Recipe: Beef tagine with butternut squash

Ingredients
  • 2 teaspoons paprika
  • 1 teaspoon ground cinnamon
  • 3/4 teaspoon salt
  • 1/2 teaspoon ground ginger
  • 1/2 teaspoon crushed red pepper
  • 1/4 teaspoon freshly ground black pepper
  • 1 (1-pound) beef shoulder roast or petite tender roast, trimmed and cut into 1-inch cubes
  • 1 tablespoon olive oil
  • 4 shallots, quartered
  • 4 garlic cloves, chopped
  • 1/2 cup fat-free, lower-sodium chicken broth
  • 1 (14.5-ounce) can no-salt-added diced tomatoes, undrained
  • 3 cups (1-inch) cubed peeled butternut squash (about 1 pound)
  • 1/4 cup chopped fresh cilantro
Preparation

1. Combine first 6 ingredients in a medium bowl. Add beef; toss well to coat.

2. Heat oil in a Dutch oven over medium-high heat. Add beef and shallots; cook 4 minutes or until browned, stirring occasionally. Add garlic; cook 1 minute, stirring frequently. Stir in broth and tomatoes; bring to a boil. Cook 5 minutes. Add squash; cover, reduce heat, and simmer 15 minutes or until squash is tender. Sprinkle with cilantro.

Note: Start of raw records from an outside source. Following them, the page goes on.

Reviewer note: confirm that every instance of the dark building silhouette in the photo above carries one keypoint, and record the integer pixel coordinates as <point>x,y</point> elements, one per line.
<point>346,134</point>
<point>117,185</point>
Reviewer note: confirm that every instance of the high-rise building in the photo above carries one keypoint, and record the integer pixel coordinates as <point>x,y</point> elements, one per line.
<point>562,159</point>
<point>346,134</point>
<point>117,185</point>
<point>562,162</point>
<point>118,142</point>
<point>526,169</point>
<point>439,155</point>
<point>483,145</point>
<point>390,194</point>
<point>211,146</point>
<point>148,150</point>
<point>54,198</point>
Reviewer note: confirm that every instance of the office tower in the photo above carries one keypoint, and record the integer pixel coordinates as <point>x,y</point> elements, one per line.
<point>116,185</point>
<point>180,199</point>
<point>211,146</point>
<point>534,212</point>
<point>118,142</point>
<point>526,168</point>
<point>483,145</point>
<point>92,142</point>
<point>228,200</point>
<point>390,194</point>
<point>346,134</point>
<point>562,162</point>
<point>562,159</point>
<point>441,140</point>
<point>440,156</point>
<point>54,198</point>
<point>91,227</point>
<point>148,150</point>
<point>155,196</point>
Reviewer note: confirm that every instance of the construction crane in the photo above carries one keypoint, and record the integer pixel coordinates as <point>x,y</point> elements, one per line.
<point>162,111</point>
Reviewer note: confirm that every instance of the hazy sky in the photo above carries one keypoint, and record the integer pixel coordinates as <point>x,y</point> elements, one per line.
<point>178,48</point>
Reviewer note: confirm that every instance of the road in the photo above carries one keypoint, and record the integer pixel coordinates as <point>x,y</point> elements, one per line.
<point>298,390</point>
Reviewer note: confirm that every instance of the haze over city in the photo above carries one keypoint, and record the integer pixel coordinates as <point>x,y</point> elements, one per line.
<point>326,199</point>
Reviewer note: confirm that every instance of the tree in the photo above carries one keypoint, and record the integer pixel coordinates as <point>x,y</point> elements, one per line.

Recipe: Garbanzo beans and greens

Ingredients
  • 2 center-cut bacon slices
  • 1 cup chopped carrot
  • 1/2 cup chopped onion
  • 2 garlic cloves, minced
  • 1 teaspoon paprika
  • 1/4 teaspoon kosher salt
  • 1/2 teaspoon ground cumin
  • 1/2 teaspoon crushed red pepper
  • 2 1/2 cups fat-free, lower-sodium chicken broth
  • 1 cup water
  • 2 (15-ounce) cans organic chickpeas (garbanzo beans), rinsed and drained
  • 4 cups chopped fresh kale
  • 1/2 cup plain 2 percent reduced-fat Greek yogurt
  • 4 lemon wedges (optional)
Preparation

1. Cook bacon in a Dutch oven over medium heat until crisp. Remove bacon from pan using a slotted spoon, and crumble. Add 1 cup carrot and chopped onion to drippings in pan, and cook for 4 minutes, stirring occasionally. Add garlic, and cook for 1 minute, stirring constantly. Add paprika, 1/4 teaspoon salt, cumin and red pepper; cook for 30 seconds, stirring constantly. Stir in chicken broth, 1 cup water, and beans; bring to a boil. Reduce heat, and simmer for 20 minutes, stirring occasionally.

2. Add 4 cups kale to bean mixture. Cover and simmer for 10 minutes or until kale is tender, stirring occasionally. Ladle about 1 1/4 cups bean mixture into each of 4 bowls, and top each serving with 2 tablespoons yogurt. Sprinkle with bacon, and serve with lemon wedges, if desired.